Illustration by Patrick Yeung.

On Monday, May 10, over 100 UC Santa Cruz students crowded the floors of the Science and Engineering Library in protest of the severe reductions in campus library hours of operation. This reduction followed a $1.9 million cut from the library’s budget over the last two years alone.

The next day — Tuesday — the administration retaliated. The libraries closed at 4:30 p.m., nearly five-and-a-half hours before each of their typical closing times.

And now, as we enter a stage of conflict in which our actions are met with draconian reactions, an even bigger loss is occurring beneath the shaky terrain of student and administration relations — the disintegration of communication between students and staff.

Through the majority of this year’s student unrest, we’ve found solace in the knowledge that, while the administration is the figurehead and therefore the problem, the students and the staff were on the same side. What these rash retaliations to the attempts at civil protest do is hinder that bond.

The fact of the matter is that the campus’ reaction to the study-ins was far more problematic — both morally and financially — than the study-ins themselves. For the extra two hours that students spent sitting in the entrance of the Science and Engineering library, refusing to leave until the original closing time of midnight, both libraries closed five-and-a-half hours early. In an attempt to demonize the students who participated in the sit-in, a combined total of 11 hours of library time were taken.

“Since [student] action required extra library staffing, fewer people were available for [Tuesday’s] shifts at both libraries. In other words, the sit-in further reduced funds available to pay our dedicated staff to keep our libraries open,” University Librarian Ginny Steel said in an e-mail sent out hours after the early closure. In it, she explained that the strain on resources due to the protest required immediate action, and the early close was meant to show exactly that.

Library staff members were in attendance at the sit-ins, and as a result, were forcefully compensated for their two extra hours spent working. The staff has, until now, been on the side of the students, feeling the same strain that we have. There is no denying our common goal. While the extra time spent in the library was surely strenuous, now is not the time for the collectively affected to be bullied into turning on one another. The administration is already pitting students against students, as non-protestors were irritated to find their library closed even earlier because of a handful of students’ reactions. Pitting staff against students sharing a common cause is not the way for us to find a conclusion to what is sure to be a multi-year roadblock.
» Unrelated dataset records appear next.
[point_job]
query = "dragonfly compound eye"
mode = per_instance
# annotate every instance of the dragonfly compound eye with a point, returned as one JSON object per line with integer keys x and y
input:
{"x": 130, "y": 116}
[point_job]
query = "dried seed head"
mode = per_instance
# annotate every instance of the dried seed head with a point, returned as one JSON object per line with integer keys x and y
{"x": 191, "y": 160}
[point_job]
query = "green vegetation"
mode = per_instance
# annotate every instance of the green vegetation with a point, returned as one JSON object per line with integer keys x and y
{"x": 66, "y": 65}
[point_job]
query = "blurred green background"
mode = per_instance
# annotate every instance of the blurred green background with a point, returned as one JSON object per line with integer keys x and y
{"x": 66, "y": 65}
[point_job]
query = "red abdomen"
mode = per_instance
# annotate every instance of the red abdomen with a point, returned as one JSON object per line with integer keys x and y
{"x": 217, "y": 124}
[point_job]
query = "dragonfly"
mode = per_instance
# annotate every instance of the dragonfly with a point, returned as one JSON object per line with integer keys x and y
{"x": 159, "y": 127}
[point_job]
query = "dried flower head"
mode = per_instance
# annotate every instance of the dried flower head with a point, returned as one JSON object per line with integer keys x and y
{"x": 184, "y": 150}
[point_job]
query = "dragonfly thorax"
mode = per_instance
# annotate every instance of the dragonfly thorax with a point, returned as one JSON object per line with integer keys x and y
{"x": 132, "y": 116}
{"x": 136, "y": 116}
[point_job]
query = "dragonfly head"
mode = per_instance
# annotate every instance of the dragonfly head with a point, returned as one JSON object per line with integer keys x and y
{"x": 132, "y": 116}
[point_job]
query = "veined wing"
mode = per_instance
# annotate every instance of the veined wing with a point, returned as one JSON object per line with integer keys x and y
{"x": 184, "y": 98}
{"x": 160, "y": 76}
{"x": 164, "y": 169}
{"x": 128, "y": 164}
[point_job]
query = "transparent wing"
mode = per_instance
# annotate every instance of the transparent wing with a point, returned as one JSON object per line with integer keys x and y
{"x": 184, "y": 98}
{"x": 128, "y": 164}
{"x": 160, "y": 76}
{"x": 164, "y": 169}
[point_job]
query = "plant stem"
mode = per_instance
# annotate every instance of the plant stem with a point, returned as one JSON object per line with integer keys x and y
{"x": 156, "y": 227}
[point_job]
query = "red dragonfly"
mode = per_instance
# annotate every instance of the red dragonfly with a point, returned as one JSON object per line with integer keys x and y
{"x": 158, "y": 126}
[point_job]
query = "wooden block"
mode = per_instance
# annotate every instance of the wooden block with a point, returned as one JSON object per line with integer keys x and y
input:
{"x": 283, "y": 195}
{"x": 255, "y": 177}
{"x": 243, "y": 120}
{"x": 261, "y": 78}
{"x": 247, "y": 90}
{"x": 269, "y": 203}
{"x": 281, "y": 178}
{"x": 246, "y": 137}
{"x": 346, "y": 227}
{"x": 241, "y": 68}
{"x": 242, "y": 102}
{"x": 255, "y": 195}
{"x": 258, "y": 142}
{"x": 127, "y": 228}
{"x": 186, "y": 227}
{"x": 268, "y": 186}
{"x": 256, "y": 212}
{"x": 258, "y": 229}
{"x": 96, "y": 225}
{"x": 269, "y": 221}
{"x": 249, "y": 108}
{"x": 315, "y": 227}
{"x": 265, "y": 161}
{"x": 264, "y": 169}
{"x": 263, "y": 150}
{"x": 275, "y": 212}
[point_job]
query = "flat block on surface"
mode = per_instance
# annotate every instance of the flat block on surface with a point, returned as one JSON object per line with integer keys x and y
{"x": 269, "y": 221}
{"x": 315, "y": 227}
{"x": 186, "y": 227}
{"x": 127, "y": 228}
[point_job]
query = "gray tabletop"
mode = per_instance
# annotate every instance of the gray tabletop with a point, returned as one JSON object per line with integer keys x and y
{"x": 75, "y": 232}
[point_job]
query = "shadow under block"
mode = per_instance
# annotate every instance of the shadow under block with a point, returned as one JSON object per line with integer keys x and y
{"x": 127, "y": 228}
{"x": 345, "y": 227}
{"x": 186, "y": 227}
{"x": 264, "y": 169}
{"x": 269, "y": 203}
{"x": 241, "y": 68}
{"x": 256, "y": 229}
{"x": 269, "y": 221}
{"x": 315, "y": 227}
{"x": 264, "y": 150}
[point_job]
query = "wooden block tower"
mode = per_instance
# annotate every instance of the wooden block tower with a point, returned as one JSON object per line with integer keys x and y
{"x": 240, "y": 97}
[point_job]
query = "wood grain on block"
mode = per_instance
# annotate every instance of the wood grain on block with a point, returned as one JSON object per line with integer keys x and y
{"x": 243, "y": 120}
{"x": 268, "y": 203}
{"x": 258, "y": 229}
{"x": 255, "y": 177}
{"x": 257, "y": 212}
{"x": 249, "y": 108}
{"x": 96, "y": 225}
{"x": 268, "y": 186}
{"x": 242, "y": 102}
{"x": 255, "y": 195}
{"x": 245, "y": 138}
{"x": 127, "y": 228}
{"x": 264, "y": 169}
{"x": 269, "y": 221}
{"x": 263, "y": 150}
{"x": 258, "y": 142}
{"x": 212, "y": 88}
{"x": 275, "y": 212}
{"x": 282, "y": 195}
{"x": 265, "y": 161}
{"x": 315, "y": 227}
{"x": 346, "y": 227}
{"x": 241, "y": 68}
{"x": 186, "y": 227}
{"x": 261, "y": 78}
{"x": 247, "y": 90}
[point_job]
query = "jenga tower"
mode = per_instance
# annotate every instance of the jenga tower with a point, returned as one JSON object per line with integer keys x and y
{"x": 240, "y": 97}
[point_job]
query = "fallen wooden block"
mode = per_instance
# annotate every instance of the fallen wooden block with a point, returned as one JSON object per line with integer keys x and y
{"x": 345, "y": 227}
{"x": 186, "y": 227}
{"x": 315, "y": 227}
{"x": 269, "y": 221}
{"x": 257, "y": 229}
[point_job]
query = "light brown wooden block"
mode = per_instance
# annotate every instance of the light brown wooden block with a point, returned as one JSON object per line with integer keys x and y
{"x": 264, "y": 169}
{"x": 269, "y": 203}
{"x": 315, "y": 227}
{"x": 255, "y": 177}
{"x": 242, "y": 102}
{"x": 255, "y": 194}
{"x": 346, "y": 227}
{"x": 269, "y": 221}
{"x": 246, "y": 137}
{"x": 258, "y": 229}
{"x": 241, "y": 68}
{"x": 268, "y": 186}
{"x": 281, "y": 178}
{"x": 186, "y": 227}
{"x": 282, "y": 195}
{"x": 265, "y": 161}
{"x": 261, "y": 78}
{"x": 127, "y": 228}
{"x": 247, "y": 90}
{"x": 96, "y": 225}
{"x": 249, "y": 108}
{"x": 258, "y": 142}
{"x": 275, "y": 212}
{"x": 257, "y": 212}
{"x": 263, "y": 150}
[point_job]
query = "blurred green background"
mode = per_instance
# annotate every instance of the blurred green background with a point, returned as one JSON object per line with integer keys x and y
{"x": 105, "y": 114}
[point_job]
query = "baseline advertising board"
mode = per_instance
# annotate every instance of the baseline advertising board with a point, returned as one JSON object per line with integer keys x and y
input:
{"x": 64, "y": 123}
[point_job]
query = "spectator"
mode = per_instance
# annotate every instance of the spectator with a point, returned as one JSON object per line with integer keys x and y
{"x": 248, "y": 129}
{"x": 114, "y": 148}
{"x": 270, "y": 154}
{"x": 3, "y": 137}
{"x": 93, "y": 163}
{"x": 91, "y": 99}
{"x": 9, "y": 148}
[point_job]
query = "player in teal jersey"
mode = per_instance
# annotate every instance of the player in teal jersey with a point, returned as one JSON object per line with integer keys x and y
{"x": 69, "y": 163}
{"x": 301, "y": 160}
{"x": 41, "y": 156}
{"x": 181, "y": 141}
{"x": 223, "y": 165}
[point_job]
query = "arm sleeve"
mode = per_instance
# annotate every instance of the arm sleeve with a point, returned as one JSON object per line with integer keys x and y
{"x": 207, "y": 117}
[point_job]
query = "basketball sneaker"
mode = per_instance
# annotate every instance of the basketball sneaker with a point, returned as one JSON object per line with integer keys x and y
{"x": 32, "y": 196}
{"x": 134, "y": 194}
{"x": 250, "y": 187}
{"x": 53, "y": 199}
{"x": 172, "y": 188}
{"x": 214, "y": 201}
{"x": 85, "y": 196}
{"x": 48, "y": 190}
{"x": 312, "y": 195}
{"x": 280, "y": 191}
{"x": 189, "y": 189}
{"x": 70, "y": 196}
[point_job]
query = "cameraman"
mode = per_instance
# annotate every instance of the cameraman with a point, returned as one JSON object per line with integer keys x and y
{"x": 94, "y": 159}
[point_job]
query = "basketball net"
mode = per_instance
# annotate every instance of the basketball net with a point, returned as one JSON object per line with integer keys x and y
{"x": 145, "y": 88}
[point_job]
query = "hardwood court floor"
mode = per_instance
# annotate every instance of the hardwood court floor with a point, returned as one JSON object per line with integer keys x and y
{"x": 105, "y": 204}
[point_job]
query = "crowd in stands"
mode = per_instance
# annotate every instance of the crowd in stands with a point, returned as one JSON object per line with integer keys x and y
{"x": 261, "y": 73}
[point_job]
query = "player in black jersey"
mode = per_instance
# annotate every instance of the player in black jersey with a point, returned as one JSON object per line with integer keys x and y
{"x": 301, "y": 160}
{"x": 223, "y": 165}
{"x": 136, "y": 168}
Most of all, what needs to be understood is that this issue goes far beyond our students and our staff, our campus and our administration. This points to an overall lack of support for higher education. We must recognize the need to be collectively focused against these cuts, whether that entails students and staff or students and administration. The answer to the problem at large will not come from over-the-top reprimands directed at those students choosing to fight for their campus, nor will it come from uncommunicative protests that could be more constructive.

For those unaware of the power of the proper collective, I suggest they read up on it.